NSF Atmospheric Chemistry Program, 2015-2017
Overview: This project aims to provide an insight into the partitioning and evolution of nitrogen (N) containing compounds emitted from combustion of peat soils (also referred to as organic soils). The two main objectives are: 1) to evaluate the partitioning of peat soil N into gasand particle-phase components as a function of peat fuel type and combustion efficiency, with a particular focus on quantifying the particulate organic nitrogen (PON) fraction; and 2) to assess how the oxidation (aging) of smoke by hydroxyl (OH) radicals alters the abundance and chemical properties of the PON. It is hypothesized that PON accounts for a significant fraction of peat fuel N due to smoldering-dominated combustion and that this fraction increases further with smoke aging in the atmosphere. Peat soils representative of tropical, sub-tropical, boreal/temperate biomes will be collected, conditioned, and burned in a laboratory combustion chamber at the Desert Research Institute, Reno, NV. Aging of the peat fire smoke will be achieved using a potential aerosol mass (PAM) flow reactor. A comprehensive suite of online and offline measurements will be performed to quantify speciated N emissions, their partitioning, and changes to PON fraction and its molecular composition as a function of aging. The proposed work will contribute to a thorough understanding of the importance of peat fires to atmospheric chemistry, global N cycle, and terrestrial ecosystems.

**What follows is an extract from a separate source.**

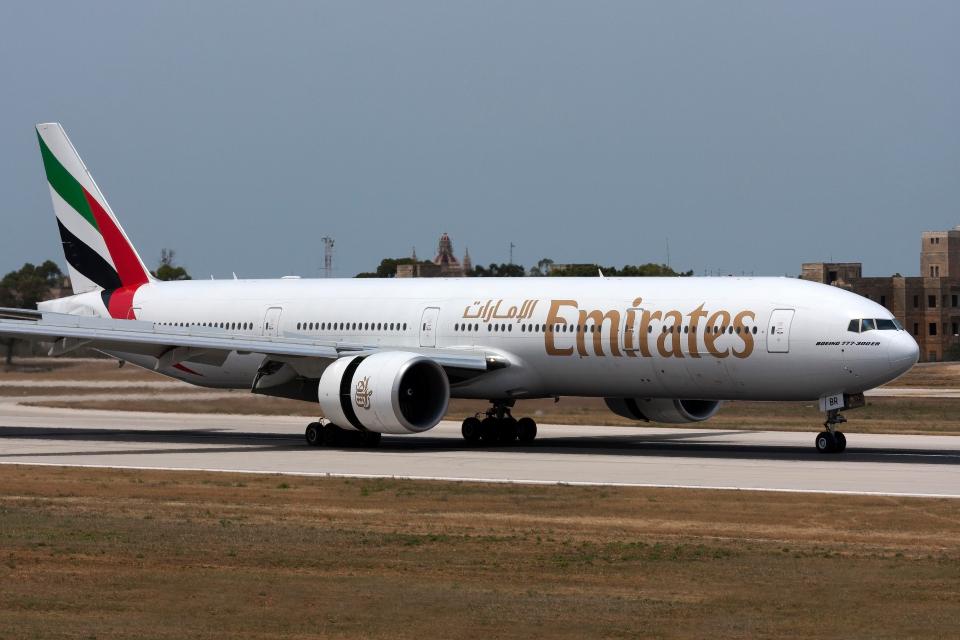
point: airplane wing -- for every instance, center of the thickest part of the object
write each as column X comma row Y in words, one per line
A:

Intellectual Merit: Nitrogen plays an important role in atmospheric chemistry, climate, and terrestrial ecosystems. Major sources of N to the atmosphere are fossil fuel combustion and soil microbial processes. While biomass burning is considered as an important source of carbon (mainly in the form of carbon dioxide and carbon monoxide) and particulate matter to the atmosphere, its role in the global N cycling is relatively uncertain, partly due to an unknown and variable partitioning between gas- and particle-phase N compounds. N emissions from fires in peat soils, a major reservoir of terrestrial C and N mass, are studied very little. Preliminary estimation suggests that N emissions from fires in peatlands can potentially rival fossil fuel combustion. Moreover, a significant fraction of N released during peat fires is expected to be in the reduced form, potentially affecting ozone and secondary organic aerosol formation in smoke plumes. Thus, an accurate assessment of the global N cycling requires a detailed understanding of the various N-containing compounds emitted during peat fires and the factors affecting their partitioning and evolution.